Neural Likelihood Estimation (NLE)¶

Introduction¶

Neural Posterior Estimation (NPE) consists of training a neural density estimator with a simulated dataset to directly approximate the likelihood $p(\boldsymbol{x} | \boldsymbol{\theta})$.

The estimator is trained to minimize the loss function

\[ \mathcal{L}(\boldsymbol{\phi}) = \mathbb{E}_{\boldsymbol{\theta} \sim p(\boldsymbol{\theta})} \mathbb{E}_{\boldsymbol{x} \sim p(\boldsymbol{x} | \boldsymbol{\theta})} \left[-\log q_{\boldsymbol{\phi}} (\boldsymbol{\theta} | \boldsymbol{x}) \right], \]

where $\boldsymbol{\phi}$ is the parameter vector of the neural network.
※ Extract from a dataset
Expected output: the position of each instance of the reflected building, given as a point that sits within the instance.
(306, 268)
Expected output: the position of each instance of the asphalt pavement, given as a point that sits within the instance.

The loss function attains a minimum at $q_{\boldsymbol{\phi}} (\boldsymbol{\theta} | \boldsymbol{x}) = p(\boldsymbol{\theta} | \boldsymbol{x})$. Indeed, by writing it explicity,

\[ \mathcal{L} = -\iint d\boldsymbol{\theta} d\boldsymbol{x} p(\boldsymbol{\theta}) p(\boldsymbol{x} | \boldsymbol{\theta}) \log q_{\boldsymbol{\phi}}(\boldsymbol{\theta} | \boldsymbol{x}), \]

one can apply Bayes' theorem and commute the integrals to write $$ \begin{split} \mathcal{L} &= -\int d\boldsymbol{x} p(\boldsymbol{x}) \int d\boldsymbol{\theta} p(\boldsymbol{\theta} | \boldsymbol{x}) \log q_{\boldsymbol{\phi}}(\boldsymbol{\theta} | \boldsymbol{x}) \ &=D_{KL}\left[q_{\boldsymbol{\phi}}(\boldsymbol{\theta} | \boldsymbol{x}) \parallel p(\boldsymbol{\theta} | \boldsymbol{x}) \right] + \rm{const}, \end{split} $$

where the first term is recognized to be the conditional relative entropy between $q_{\boldsymbol{\phi}}(\boldsymbol{\theta} | \boldsymbol{x})$ and the true posterior distribution $p(\boldsymbol{\theta} | \boldsymbol{x})$, which is zero if and only if the two measures are equal almost everywhere, and positive otherwise. The additional constant term does not depend on $q_{\boldsymbol{\phi}}$ and equals

\[ \mathbb{E}_{\boldsymbol{\theta} \sim p(\boldsymbol{\theta})} \mathbb{E}_{\boldsymbol{x} \sim p(\boldsymbol{x} | \boldsymbol{\theta})} \left[-\log p(\boldsymbol{\theta} | \boldsymbol{x}) \right]. \]

A common implementation of the density estimator is a normalizing flow.

References¶

[1]: Papamakarios, George, David Sterratt, and Iain Murray. "Sequential neural likelihood: Fast likelihood-free inference with autoregressive flows." The 22nd international conference on artificial intelligence and statistics. PMLR, 2019.